Pourquoi le monde de la finance s’intéresse-t-il à Mère-Nature ?
Le marché des obligations catastrophes « cat bonds » engrange record sur record. D’après les calculs d’Artemis, site spécialisé dans les produits d’assurance climatique, plus de 10 milliards de dollars (9 milliards d’euros) de ces outils financiers ont été émis depuis le début de l’année, dix fois plus qu’il y a vingt ans. Les catastrophes naturelles sont en pleine croissance …
En août 1992, le cyclone Andrew dévaste tout le sud est des Etats Unis, Floride, Louisiane, Mississipi, et le tremblement de terre de Northridge en 1994 détruit une grande partie de la Californie.

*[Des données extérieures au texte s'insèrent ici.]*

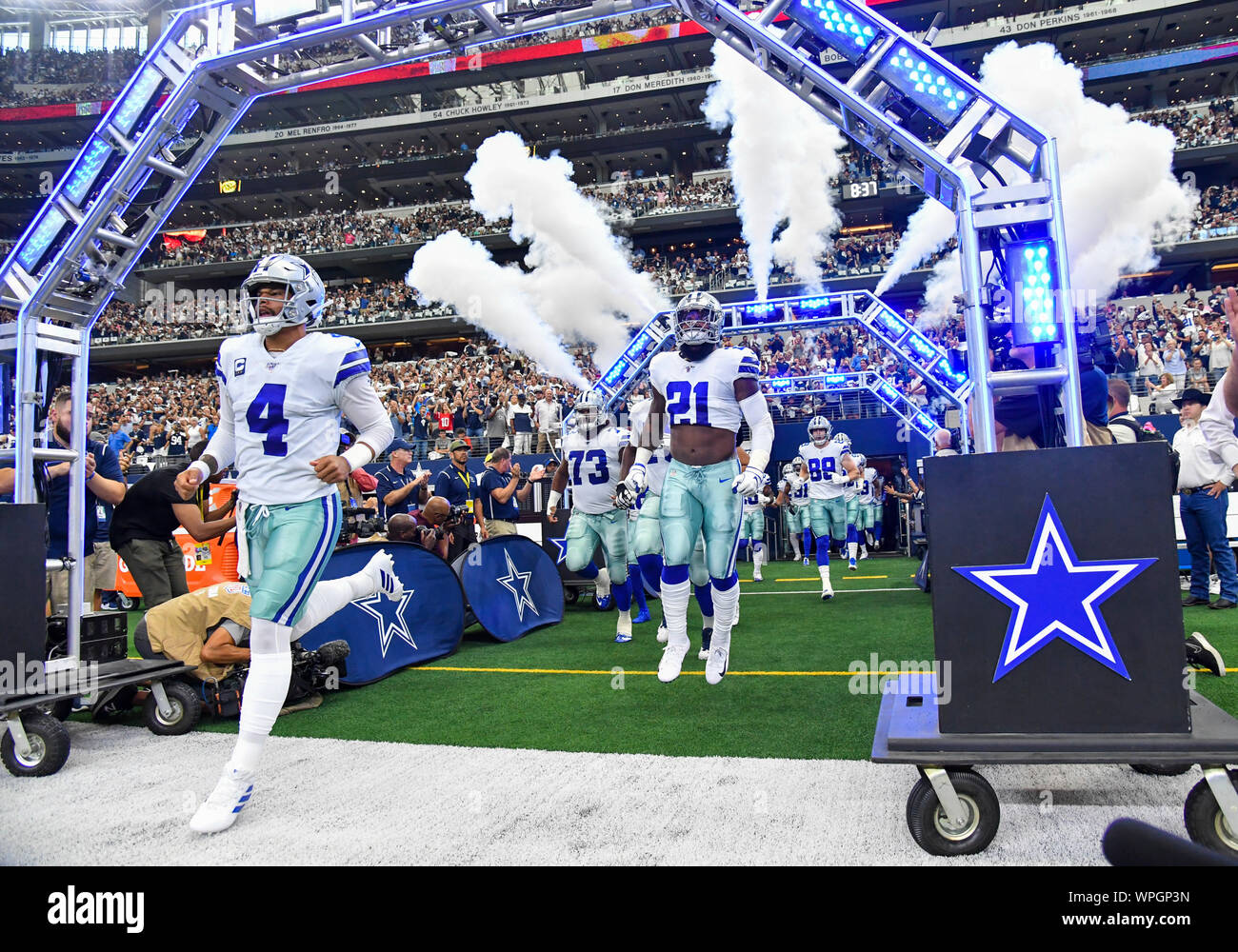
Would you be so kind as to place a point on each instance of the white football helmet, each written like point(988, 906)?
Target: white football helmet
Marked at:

Les dégâts sont immenses, estimés à plus de 20 milliards de dollars, un record à l’époque (mais dépassé de loin par Katerina, plus de 70 milliards de dollars). De nombreux assureurs font faillite. Ils réalisent que d’autres catastrophes de ce type ne sont pas à exclure, et qu’ils n’auront pas la surface financière suffisante pour les indemniser. Les réassureurs, qui assurent les assureurs, font le même constat. Mais peu enclins à accepter des risques qui peuvent atteindre plusieurs dizaines de milliards de dollars, ils décident de transférer une partie de ces incertitudes au marché par le biais de nouveaux produits financiers.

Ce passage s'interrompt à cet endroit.